Ни одна из набранных уже в палитре ее жизни мук, и даже ни одна из гипотетически ей известных – как она ни силила воображение, как ни подставляла на весы чувств все по очереди вероятные невероятности – ничто не ложилось, не резонировало как возможный ответ.
Чувствуя умопомрачительную фальшь собственных интонаций, Елена попыталась прибегнуть к знакомому средству: убалтывать его своими новостями. Но все время давилась, и не знала, что и как ему теперь рассказать – из общего так трудно было, как прежде, нырнуть опять в частное; Старосадский переулок был короток; а отрезок жизни, который она пробежала без него – длинный; а общее рассказывать было не интересно.
Потом не выдержала, застыла на полуслове и на полдороги, и в лоб спросила:
– Жень, да что у тебя случилось-то, скажи же мне? Что с тобой?
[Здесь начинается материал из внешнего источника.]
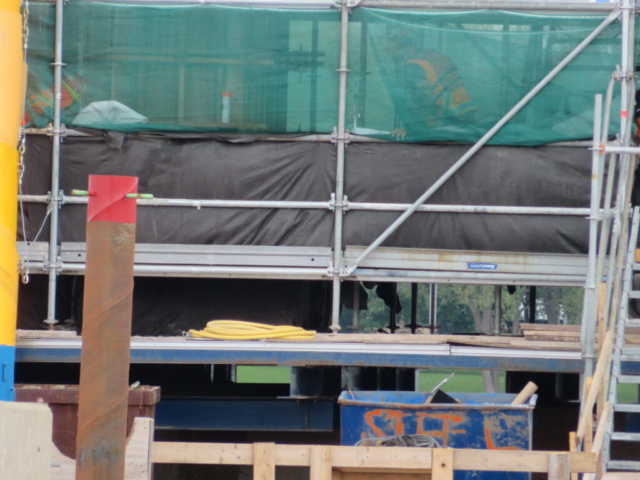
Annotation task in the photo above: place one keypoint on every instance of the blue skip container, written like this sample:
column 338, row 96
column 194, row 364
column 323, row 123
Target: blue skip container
column 480, row 420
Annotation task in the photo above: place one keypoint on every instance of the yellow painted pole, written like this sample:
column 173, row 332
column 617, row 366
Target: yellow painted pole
column 12, row 81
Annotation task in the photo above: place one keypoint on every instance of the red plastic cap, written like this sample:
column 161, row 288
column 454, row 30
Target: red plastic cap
column 108, row 203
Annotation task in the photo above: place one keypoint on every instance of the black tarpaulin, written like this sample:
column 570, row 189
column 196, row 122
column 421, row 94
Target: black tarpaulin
column 196, row 168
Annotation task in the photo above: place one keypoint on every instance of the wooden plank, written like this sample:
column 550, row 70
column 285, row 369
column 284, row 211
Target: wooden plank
column 25, row 441
column 550, row 328
column 620, row 476
column 381, row 457
column 137, row 455
column 264, row 461
column 384, row 476
column 588, row 434
column 320, row 463
column 602, row 313
column 518, row 461
column 559, row 466
column 602, row 365
column 442, row 464
column 598, row 439
column 408, row 459
column 572, row 448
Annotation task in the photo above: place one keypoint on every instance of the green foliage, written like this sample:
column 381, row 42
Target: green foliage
column 471, row 308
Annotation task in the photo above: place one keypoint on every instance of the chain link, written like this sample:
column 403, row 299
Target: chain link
column 22, row 147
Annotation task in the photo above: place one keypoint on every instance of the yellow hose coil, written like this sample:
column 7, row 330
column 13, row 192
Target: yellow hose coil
column 239, row 330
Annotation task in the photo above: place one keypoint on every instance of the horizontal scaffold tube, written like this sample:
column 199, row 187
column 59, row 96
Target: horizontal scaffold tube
column 539, row 5
column 385, row 207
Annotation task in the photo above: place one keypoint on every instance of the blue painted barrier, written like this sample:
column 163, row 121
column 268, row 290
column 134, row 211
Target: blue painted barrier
column 480, row 420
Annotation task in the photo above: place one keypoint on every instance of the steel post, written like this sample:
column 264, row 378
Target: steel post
column 106, row 332
column 589, row 309
column 485, row 138
column 55, row 167
column 302, row 205
column 339, row 201
column 355, row 325
column 11, row 99
column 433, row 308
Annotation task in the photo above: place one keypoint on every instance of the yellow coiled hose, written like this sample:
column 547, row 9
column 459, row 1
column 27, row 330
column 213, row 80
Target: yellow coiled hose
column 239, row 330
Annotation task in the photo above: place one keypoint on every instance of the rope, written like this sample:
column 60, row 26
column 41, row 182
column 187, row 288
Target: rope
column 239, row 330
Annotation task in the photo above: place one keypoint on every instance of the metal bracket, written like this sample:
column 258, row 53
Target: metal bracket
column 50, row 131
column 344, row 205
column 330, row 270
column 335, row 138
column 46, row 264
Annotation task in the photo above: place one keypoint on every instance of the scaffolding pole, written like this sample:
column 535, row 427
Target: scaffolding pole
column 485, row 138
column 330, row 204
column 588, row 325
column 339, row 197
column 539, row 5
column 55, row 168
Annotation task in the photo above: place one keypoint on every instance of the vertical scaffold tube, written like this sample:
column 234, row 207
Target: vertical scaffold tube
column 11, row 104
column 106, row 331
column 341, row 130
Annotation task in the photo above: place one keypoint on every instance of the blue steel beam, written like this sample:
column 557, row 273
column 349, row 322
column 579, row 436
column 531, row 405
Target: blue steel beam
column 240, row 414
column 261, row 353
column 72, row 355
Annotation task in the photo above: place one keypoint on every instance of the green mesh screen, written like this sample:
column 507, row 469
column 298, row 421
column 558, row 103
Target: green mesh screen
column 415, row 76
column 452, row 76
column 170, row 66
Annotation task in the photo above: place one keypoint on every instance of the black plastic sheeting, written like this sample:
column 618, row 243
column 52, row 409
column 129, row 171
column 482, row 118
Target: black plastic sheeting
column 170, row 306
column 206, row 167
column 197, row 168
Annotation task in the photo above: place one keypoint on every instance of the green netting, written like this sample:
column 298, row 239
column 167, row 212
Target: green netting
column 171, row 66
column 423, row 76
column 441, row 76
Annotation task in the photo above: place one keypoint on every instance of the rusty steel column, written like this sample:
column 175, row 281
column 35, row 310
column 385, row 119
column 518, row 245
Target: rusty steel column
column 106, row 331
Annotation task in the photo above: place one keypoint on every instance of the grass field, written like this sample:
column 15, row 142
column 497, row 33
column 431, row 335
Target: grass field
column 462, row 381
column 468, row 381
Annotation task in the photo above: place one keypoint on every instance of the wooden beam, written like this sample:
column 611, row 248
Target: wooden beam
column 601, row 367
column 442, row 464
column 320, row 463
column 25, row 441
column 517, row 461
column 137, row 455
column 264, row 461
column 588, row 433
column 408, row 459
column 572, row 448
column 559, row 466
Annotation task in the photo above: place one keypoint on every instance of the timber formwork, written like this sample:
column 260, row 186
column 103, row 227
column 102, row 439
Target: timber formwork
column 608, row 229
column 372, row 263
– Да ну… Не хочу я даже говорррить об этом… Пррративно… – почти застонал Крутаков. – Ну ты же видишь сама, какой барррдак. Говорррю же тебе: никогда и ничего здесь хорррошего не будет. Я не доживу ни до какой здесь свободы, это точно. Пррративно – жуть как. Конторрра – как ррраковая опухоль – везде. Ты себе даже не пррредставляешь, до какой степени! И даже харррашо, что не пррредставляешь! Ничего и никого здесь невозможно изменить. Все усилия – напрррасно… Глаза б мои на все это уже не смотрррели… Иногда, знаешь… Даже… Пррраво слово… Хочется ррразогнаться со всей скорррости, когда я по ночам на мотоцикле гоняю – и врррезаться со всей силы в стенку.